A small fungal enzyme could play a significant role in simplifying the development and manufacture of drugs, according to Rice University scientists. The Rice lab of chemical and biomolecular engineer Xue Sherry Gao and collaborators isolated a biocatalyst known as CtdE after identifying it as the natural mechanism that controls the chirality of the left- or right-handedness of compounds produced by the native fungal host. The open-access study appears in Nature Communications.
Two chiral things are, like hands, alike in structure but cannot perfectly overlap. Because the property is important in designing drugs that bind correctly to their targets, the ability to achieve 100% correct chirality is highly desired. It's important because if a pharmaceutical drug has the wrong stereochemistry (chirality in three dimensions), it could become a poison to humans, even if the planar chemical structure is the same.
Like left or right orientation in chiral objects, what's known as a 3S or 3R orientation is determined by a molecule's stereocenter, a one-atom connection between parts of a molecule. But while nature handles the process with ease, selectively synthesizing stereocenters has been a challenge for chemists. The entire mechanism behind nature's ability to control whether a molecule has a 3S or 3R orientation has been hidden from view until now. Understanding how it works in fungi and analyzing its structure could give scientists, particularly those who design drugs, a new chemical synthesis tool.
The focus of the study, a bioactive natural product is known as 21R-citrinadin A, discovered in 2004 in a marine-derived fungal strain of Penicillium citrinum, is toxic to leukemia in mice and human lung cancer cells.
21R-citrinadin A is a very complicated molecule, with eight stereocenters. In a way, the paper emphasizes how nature uses enzymes to synthesize a complex molecule with such precision. Eight different stereocenters are a lot to control. The molecule incorporates a very intriguing 3S spirooxindole ring. Nature produces several other chemicals with a similar spirooxindole pharmacophore. However, we became very curious that some of them contain a 3R spirooxindole ring, the opposite of 3S in citrinadins. All the genes responsible for expressing this small molecule are clustered together in these fungi, so first we found the gene cluster and looked at each gene individually to see which one could be the most important to catalyze the specific chemical transformations.
Gao said, once we find it, we can take that gene outside of the fungus, put it back into a user-friendly host, E. coli, and then use protein purification technology to isolate and test its function in a test tube. By doing everything outside of the fungus, we can be sure there's only one enzyme that performs this one function.

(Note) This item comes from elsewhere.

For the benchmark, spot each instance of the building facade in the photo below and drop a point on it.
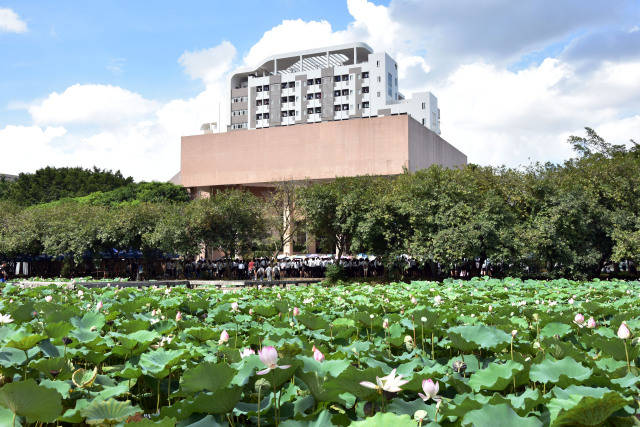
(319, 85)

The modified E. coli express CtdE protein in bulk. When subsequently used in chemical transformations, CtdE catalyzed the desired 3S stereoselectivity across the board.
She said, a spirooxindole is hard to synthesize already. Our goal was to understand the mechanism of how the enzyme controls this specific 3S stereochemistry.
Bioinformatic analysis, X-ray crystallography, and experiments confirmed that CtdE is solely responsible for catalyzing 3S stereoselectivity, Gao said. (Another enzyme, PhqK, was already known to catalyze 3R orientation.) "Having a set of two enzymes that give precise control over stereochemistry will eventually improve the synthesis in pharmaceutical production," she said.
Gao noted that because CtdE works at room temperature, it will help keep chemistry green" as well. Hopefully, these biocatalysts will catalyze chemical reactions in a more environmentally friendly way.
Postdoctoral researchers Zhiwen Liu and Fanglong Zhao of Rice and graduate student Boyang Zhao of Baylor College of Medicine are co-led authors of the paper.